1980’ler ve 1990’larda birçok sanatçı, ortaya çıkan AIDS salgını konusunda farkındalık yaratmak için sanatlarını aktivizme dönüştürdü. Dünyanın dört bir yanından gelen bu halk sağlığı posterleri, sanatçıların büyüyen korku ve cehalet ortamına yaratıcı bir şekilde nasıl meydan okuduklarını gösteriyor.
Sanat ve Aktivizmle Dışlanmaya Karşı Mücadele
İsviçre AIDS Vakfı’nın bu etkileyici posteri, “AIDS yüzünden dışlandınız mı? Dışlanmış!” başlığıyla, 1990’larda AIDS ve HIV ile yaşayan bireylerin karşılaştığı önyargıları ve toplumsal dışlanmayı çarpıcı bir şekilde hatırlatıyor. O dönemde HIV’in herkes için bir risk teşkil ettiği anlaşılmış olmasına rağmen, ayrımcılık ve cehaletle mücadele devam ediyordu.
Posterde, sanat dünyasına yönelik saygı duruşunda bulunan detaylar dikkat çekiyor. Modelin sol elinin arkasında, Keith Haring’in stiline atıfta bulunan bir bebek ve köpek grafiği yer alıyor. Bunun yanı sıra, modelin dizinin hemen altında efsanevi şarkıcı Freddie Mercury’nin bir fotoğrafı görülürken, uzattığı ayağının arkasında fotoğrafçı Robert Mapplethorpe’un adının yazılı olduğu, iple bağlanmış bir kitap bulunuyor. Bu isimlerin ortak noktası, yalnızca sanat dünyasına olağanüstü katkılarda bulunmuş olmaları değil, aynı zamanda AIDS’ten hayatlarını kaybetmiş ve eşcinsel bireyler olmalarıdır. Poster, yıldızlar, hediyeler, şarap ve ışıltıyla bezeli bir gökkubbede, bu sanatçıların yeteneklerinden dolayı kutlanırken, cinsellikleri ve hastalıkları nedeniyle dışlanmalarını ironik bir şekilde gözler önüne seriyor.
Sanatçı Derek Jarman gibi birçok başarılı figür için, HIV pozitif teşhislerini kamuoyuna açıklamak sadece bir gerçeklik değil, aynı zamanda güçlü bir aktivizm eylemiydi.

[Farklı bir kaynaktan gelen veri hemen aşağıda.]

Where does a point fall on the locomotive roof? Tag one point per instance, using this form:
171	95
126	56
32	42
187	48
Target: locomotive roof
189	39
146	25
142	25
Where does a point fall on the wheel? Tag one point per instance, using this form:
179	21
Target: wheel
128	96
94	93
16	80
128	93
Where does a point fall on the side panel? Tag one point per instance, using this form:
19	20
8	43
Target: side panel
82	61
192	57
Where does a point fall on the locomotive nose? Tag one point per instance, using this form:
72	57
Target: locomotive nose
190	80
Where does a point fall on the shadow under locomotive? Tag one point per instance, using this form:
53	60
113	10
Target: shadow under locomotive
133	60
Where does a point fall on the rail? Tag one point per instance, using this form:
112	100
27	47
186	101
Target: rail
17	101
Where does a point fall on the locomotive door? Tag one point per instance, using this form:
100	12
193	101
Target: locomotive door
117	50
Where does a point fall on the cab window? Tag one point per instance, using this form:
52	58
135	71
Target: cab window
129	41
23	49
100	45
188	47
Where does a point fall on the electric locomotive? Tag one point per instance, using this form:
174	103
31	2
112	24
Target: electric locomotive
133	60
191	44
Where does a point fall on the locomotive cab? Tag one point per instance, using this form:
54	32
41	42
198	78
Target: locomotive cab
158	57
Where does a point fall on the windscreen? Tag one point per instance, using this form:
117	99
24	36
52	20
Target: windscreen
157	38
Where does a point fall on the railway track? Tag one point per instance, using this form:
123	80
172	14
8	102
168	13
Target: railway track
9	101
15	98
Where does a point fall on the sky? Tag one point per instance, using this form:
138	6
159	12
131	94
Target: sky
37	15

Bu poster, AIDS salgını sırasında sanat ve aktivizmin nasıl iç içe geçtiğini ve toplumda farkındalık yaratmak için sanatçıların oynadığı önemli rolü bir kez daha vurguluyor.
Keith Haring ve LGBTQ+ Topluluklarının AIDS Mücadelesindeki Rolü
AIDS salgını, LGBTQ+ topluluklarını en çok etkileyen krizlerden biri olmasına rağmen, aynı topluluklar daha güvenli sağlık ve cinsel uygulamalar için farkındalık yaratmada öncü oldular. Bu mücadelede, birçok sanatçı ve performansçı, yeteneklerini, zamanlarını ve emeklerini bu küresel soruna çözüm üretmek için adadı. Dünyaca ünlü sanatçı Keith Haring, 1988 yılında HIV-pozitif teşhisi aldı. Ancak, teşhisini saklamak yerine, bu durumu açıkça paylaşarak hem salgın hem de homofobiye karşı farkındalık yaratmayı görev edindi. Haring, sanatı ve başarısını aktivizmle birleştirerek, topluma ilham kaynağı oldu.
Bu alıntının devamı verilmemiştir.